Different styles share a stage

Interesting Concept

Different styles share a stage

Chalana 13: Dance for a Cause’, organised by Rhythmotion, was held recently at Alliance Francaise. The venue was brimming with people.

There was a lot of excitement as proud families and friends of the performers clicked photographs and cheered after every performance. The different pieces, which consisted of both classical and contemporary performances, showcased young talent and the effort put into each item could be clearly seen.

The evening’s performance started with an oral recital of Shiva Shloka, followed by the Asamyutha hastas and Samyutha hastas. After this was a Ganapati Stuti on Jaya Jaya Sura Vara Poojita in kathak style. The programme progressed to Tishra Alarippu, a traditional piece performed at the beginning of a bharatanatyam performance. This was followed by Saraswati Vandana along with a bhajan in kathak style, a piece about Lord Krishna and his antics; Idadu Padam Tooki, a kriti in praise of Lord Shiva; Ashtamangal Taal, a nritta piece set to an 11-beat cycle and a devaranama in bharatanatyam style.

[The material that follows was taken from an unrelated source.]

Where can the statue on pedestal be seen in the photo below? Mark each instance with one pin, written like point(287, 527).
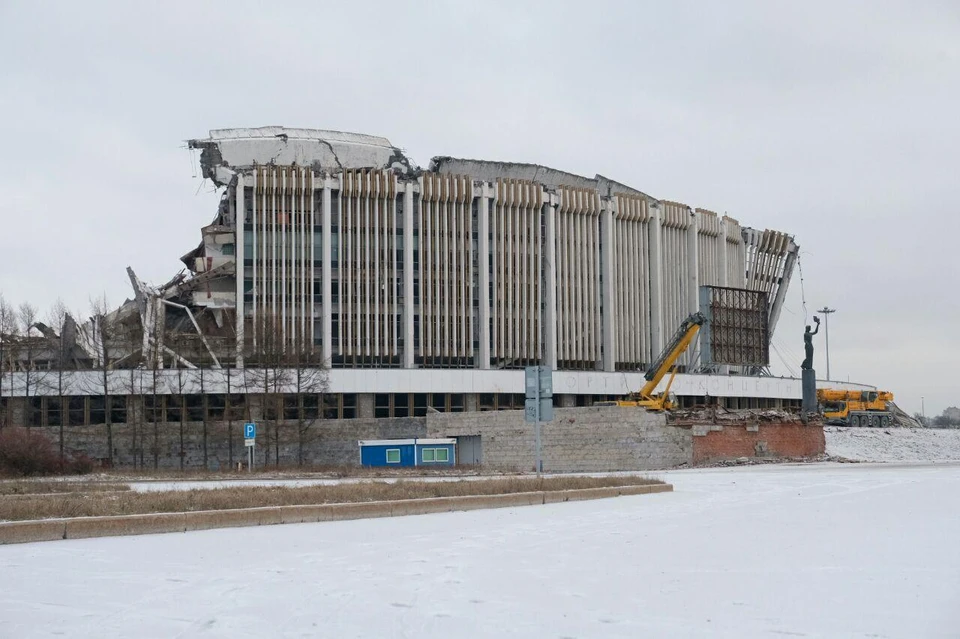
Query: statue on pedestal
point(808, 344)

The evening also saw contemporary pieces like Shades of White, a piece about rediscovering new and different things in one’s bodies; ‘Movement of Tiny Kingdom’, which was a piece inspired by the movement of children when they are on their own and playing with their peers and ‘Don’t Forget to Breathe!!’, a piece reminding one to just breathe, despite the good and bad times in life. ‘Hello Bengaluru!’, a piece about how one still lives Bangalore despite the changes in the City, was another interesting performance.

Both the solo and group pieces were equally appreciated by all. Anuradha Gangotri, a dance performer, says that it’s always a thrill to watch various art forms together on one stage. “It was nice to see that there was equal importance given to different dance forms, despite there being contemporary and classical varieties.

The seriousness and efforts put into each one of them could be clearly seen,” she says. Pallavi Jain, who conceptualised the contemporary pieces, says that the audience was very appreciative of the performance. “Performing contemporary art forms is always harder, since classical forms have a fixed syllabus and format to stick to. But in contemporary pieces, one has to know what to explore, where to stop, observe different movement patterns and modify,” she shares.

   Commenting on how this edition was different from the other editions of Chalana, Chitra Arvind, a choreographer, says, “This year showcased more of the younger talent. The dedication of the students and the encouragement of the parents, despite them having academic commitments, is worth a praise,” she wraps up.